Four years after Agatha Christie’s “Murder on the Orient Express” chronicled a mystery on a snowed-in train in Eastern Europe, Afred Hitchcock did the same in “The Lady Vanishes” (1938), adapting the 1936 novel by Ethel Lina White. Although 28 of Hitchcock’s 52 full-length movies come from novels or short stories, and although their careers almost precisely overlapped, the Master of Suspense never adapted a work by the Queen of Crime.
Still, moviegoers at the time might’ve expected an intriguing mystery, like I did. That’s only part of “The Lady Vanishes,” which is a tale of three acts. The first is arguably unnecessary and the third is a rote conclusion, but the middle section comes close to what I climbed aboard for. Iris (Margaret Lockwood), traveling home to England to marry her off-screen fiancé, befriends kindly Miss Froy (May Whitty). But Iris has been knocked on the head and her fellow passengers insist Miss Froy doesn’t exist.
As the train gets moving, Hitchcock likewise gets steady mileage out of this premise. Iris has one ally, Gilbert (Michael Redgrave), initially an annoying cad who barges into her room at the hotel in the small town where the train is snowed in.
“The Lady Vanishes” (1938)
Director: Alfred Hitchcock
Writers: Sidney Gilliat, Frank Launder (screenplay), Ethel Lina White (novel)

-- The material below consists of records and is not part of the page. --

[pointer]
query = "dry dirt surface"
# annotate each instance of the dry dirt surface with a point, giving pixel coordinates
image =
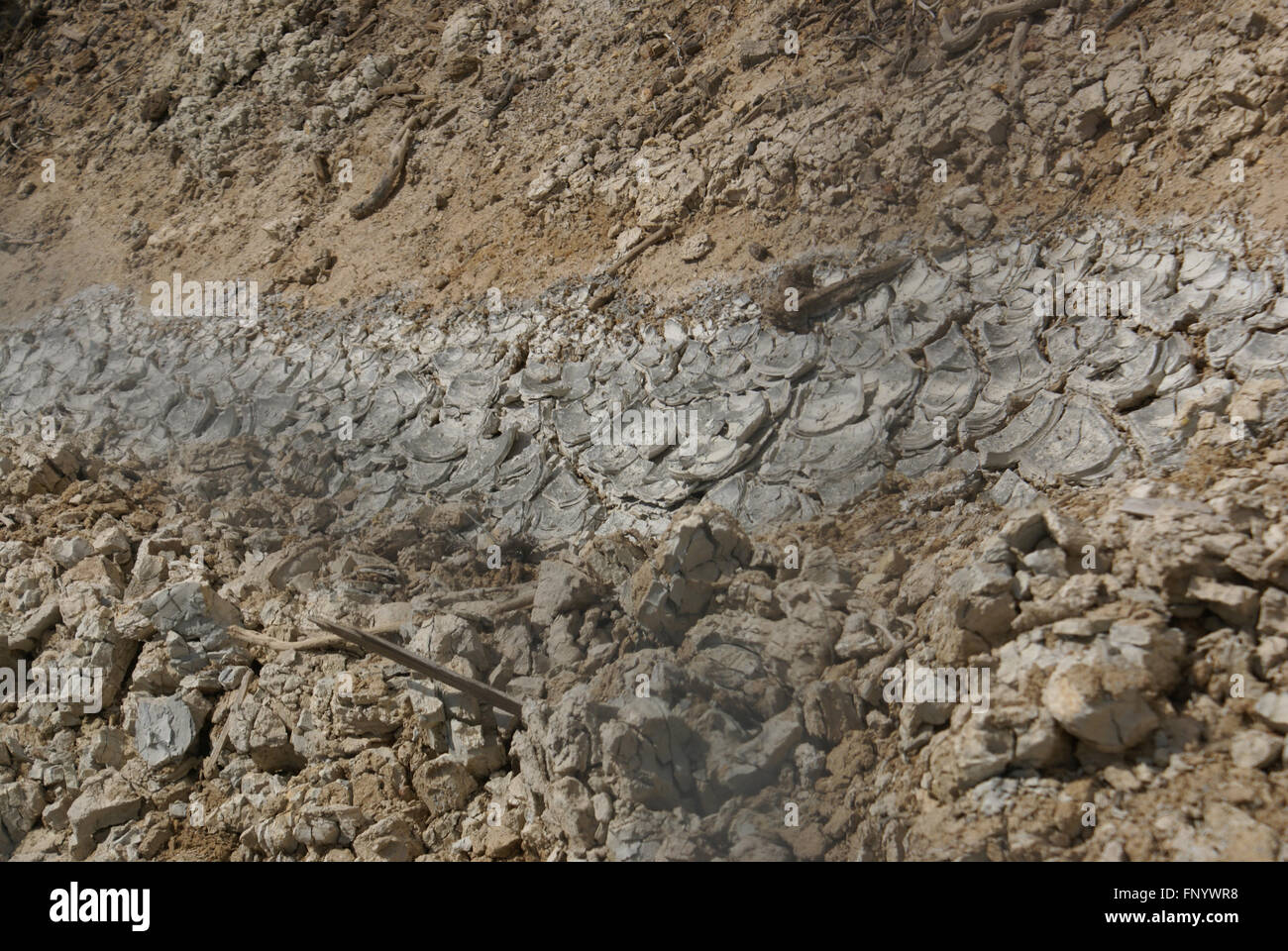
(928, 573)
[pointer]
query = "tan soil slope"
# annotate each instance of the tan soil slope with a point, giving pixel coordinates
(166, 158)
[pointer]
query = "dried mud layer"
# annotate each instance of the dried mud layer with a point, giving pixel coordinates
(803, 530)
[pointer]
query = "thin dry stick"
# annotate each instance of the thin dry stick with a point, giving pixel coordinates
(990, 18)
(665, 231)
(325, 642)
(207, 768)
(1017, 53)
(421, 665)
(397, 162)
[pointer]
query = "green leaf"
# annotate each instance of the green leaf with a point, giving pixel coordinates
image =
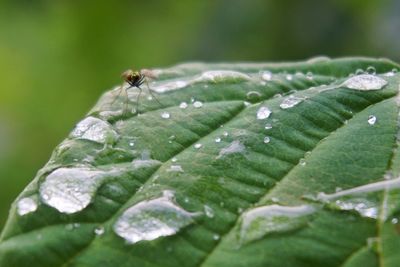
(292, 164)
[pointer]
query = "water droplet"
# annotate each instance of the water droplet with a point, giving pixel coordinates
(94, 129)
(197, 104)
(268, 126)
(165, 115)
(234, 147)
(152, 219)
(99, 230)
(261, 221)
(263, 113)
(290, 102)
(70, 190)
(371, 70)
(253, 96)
(371, 120)
(365, 82)
(175, 168)
(197, 146)
(208, 211)
(266, 75)
(183, 105)
(169, 86)
(222, 76)
(26, 205)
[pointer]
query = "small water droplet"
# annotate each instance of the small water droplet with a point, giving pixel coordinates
(99, 230)
(371, 70)
(183, 105)
(165, 115)
(266, 75)
(197, 104)
(263, 113)
(209, 211)
(197, 146)
(290, 102)
(253, 96)
(371, 120)
(365, 82)
(26, 205)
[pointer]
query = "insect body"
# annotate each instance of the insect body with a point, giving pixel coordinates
(134, 79)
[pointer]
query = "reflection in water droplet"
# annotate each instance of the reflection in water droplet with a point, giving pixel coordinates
(234, 147)
(261, 221)
(365, 82)
(165, 115)
(197, 104)
(26, 205)
(263, 113)
(183, 105)
(266, 75)
(371, 120)
(94, 129)
(151, 219)
(290, 102)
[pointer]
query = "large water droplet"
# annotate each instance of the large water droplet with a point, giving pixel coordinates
(26, 205)
(70, 190)
(263, 113)
(149, 220)
(95, 130)
(365, 82)
(290, 102)
(266, 75)
(234, 147)
(261, 221)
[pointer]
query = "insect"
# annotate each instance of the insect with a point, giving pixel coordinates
(135, 79)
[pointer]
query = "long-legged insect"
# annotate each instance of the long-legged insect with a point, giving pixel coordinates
(134, 79)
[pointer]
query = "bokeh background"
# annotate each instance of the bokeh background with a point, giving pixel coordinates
(57, 57)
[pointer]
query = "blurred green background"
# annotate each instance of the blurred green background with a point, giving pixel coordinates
(57, 57)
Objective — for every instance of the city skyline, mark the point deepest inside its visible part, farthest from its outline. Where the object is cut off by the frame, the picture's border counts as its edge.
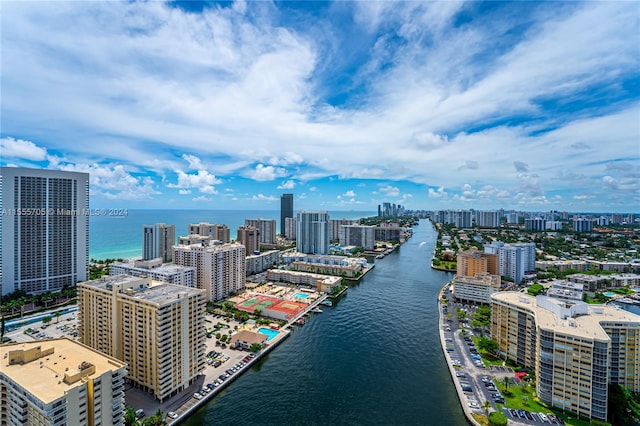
(438, 105)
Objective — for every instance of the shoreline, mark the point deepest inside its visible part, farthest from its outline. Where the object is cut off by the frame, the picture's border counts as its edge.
(452, 371)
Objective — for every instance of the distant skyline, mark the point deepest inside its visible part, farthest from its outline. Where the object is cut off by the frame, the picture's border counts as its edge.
(529, 106)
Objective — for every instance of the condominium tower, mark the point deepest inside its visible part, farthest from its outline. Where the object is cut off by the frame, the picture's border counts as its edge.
(44, 229)
(60, 382)
(220, 268)
(576, 349)
(249, 237)
(158, 241)
(212, 230)
(286, 210)
(266, 228)
(312, 232)
(157, 329)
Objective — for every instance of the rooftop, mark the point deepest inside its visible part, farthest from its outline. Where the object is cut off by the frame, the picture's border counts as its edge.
(48, 374)
(587, 325)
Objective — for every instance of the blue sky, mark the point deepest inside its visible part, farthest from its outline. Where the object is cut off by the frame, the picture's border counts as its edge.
(433, 105)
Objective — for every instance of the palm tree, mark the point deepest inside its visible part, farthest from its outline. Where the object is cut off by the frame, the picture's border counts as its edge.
(505, 382)
(486, 405)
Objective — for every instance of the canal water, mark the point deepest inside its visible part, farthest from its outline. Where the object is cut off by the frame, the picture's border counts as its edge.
(373, 358)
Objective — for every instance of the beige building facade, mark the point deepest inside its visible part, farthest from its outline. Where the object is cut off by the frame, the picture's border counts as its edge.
(60, 382)
(156, 328)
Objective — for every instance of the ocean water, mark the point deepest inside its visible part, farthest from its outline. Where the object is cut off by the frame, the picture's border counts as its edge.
(374, 358)
(121, 236)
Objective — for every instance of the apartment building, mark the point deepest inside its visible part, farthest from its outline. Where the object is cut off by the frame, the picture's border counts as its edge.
(156, 270)
(286, 212)
(158, 241)
(156, 328)
(265, 227)
(220, 268)
(312, 232)
(476, 289)
(514, 260)
(44, 231)
(576, 349)
(249, 237)
(60, 382)
(211, 230)
(336, 224)
(357, 235)
(471, 262)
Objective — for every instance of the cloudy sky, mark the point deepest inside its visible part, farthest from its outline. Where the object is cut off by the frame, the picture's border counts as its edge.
(227, 105)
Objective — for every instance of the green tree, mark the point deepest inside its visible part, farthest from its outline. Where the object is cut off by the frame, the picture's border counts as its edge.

Stars: Margaret Lockwood, Michael Redgrave, Paul Lukas
Today, such behavior would be grounds for a breaking-and-entering arrest; in the story, it’s merely rakishness. This is one of those story-long meet-cutes – wherein they’ll live happily ever after on the last page – that Christie often dabbled in.
Missing Miss Froy
While Iris’ initial annoyance with Gilbert certainly thaws, their bond is on the page (as Sidney Galliat and Frank Launder adapt White’s novel) more so than via a strong spark between Lockwood and Redgrave, although both characters are likable enough. Adding an important spice is another ally, quirky and famous brain surgeon Dr. Hartz (Paul Lukas), who picks up a head-bandaged patient at one of the stops.
“The Lady Vanishes” is propped up on the question of “What happened to Miss Froy?” — with a brief secondary question of whether Iris imagined her existence. The lady disappears at about the 30-minute mark, and the big answer comes with about 30 minutes left in the 96-minute film. That middle chunk is good as everything and everyone conspires against clear answers for Iris and Gilbert.
For example, traveling companions Caldicott and Charters (Naunton Wayne and Basil Radford) want to get back to England to see a big cricket match. They think a mystery of a missing woman will slow them down, so they take the path of least resistance and say they never saw her.
“The Lady Vanishes” is technically a story of intrigue, but surprisingly it’s actually a light comedy. Hitchcock hits us with farce and gags in that first half-hour in the crowded hotel. Perhaps it was funnier in the 1930s, with humor coming from language barriers, modesty about sharing rooms, and the way the proprietor (Emile Boreo) favors three beautiful and entitled young women (Iris and her friends).
Romp on the rails
Although it’s part of the purposely chaotic set-up, I found Caldicott’s and Charters’ inability to get food (the hotel is all out, as per the snowed-in tracks) to be more troublesome than amusing. It sounds like a nightmare not knowing when you’ll get your next meal. At least the story – and train — moves on from that fairly quickly.
The lightness never turns particularly dark, even when the film racks up a bodycount (but with little blood during this censorious time in British filmmaking). Amid a shootout where Iris, Gilbert and allies are pinned on a stopped train car, they continue to speak in proper British between flying bullets.
Like us, they don’t know who is shooting back at them – or why. Again, this might be something lost to time, as Hitchcock made this film during a period of looming conflict between Western and Eastern Europe. It was perhaps daring, perhaps a relief, to make fun of spy games.
“The Lady Vanishes” ranks high on some fans’ Hitchcock lists, lower on others, and I side with the latter group. The premise provides an instant hook and the middle act handles it with verve. But the opening act is flat; despite attempts at farcical comedy, I wasn’t smiling.
While the conclusion gets by on forward momentum – and one thrilling-for-the-time sequence of Gilbert switching train cars by climbing from one window to another, as a parallel train whips past — it’s purposely undetailed spy stuff. Considering the evocative title, I found my interest in the story vanishing faster than I expected.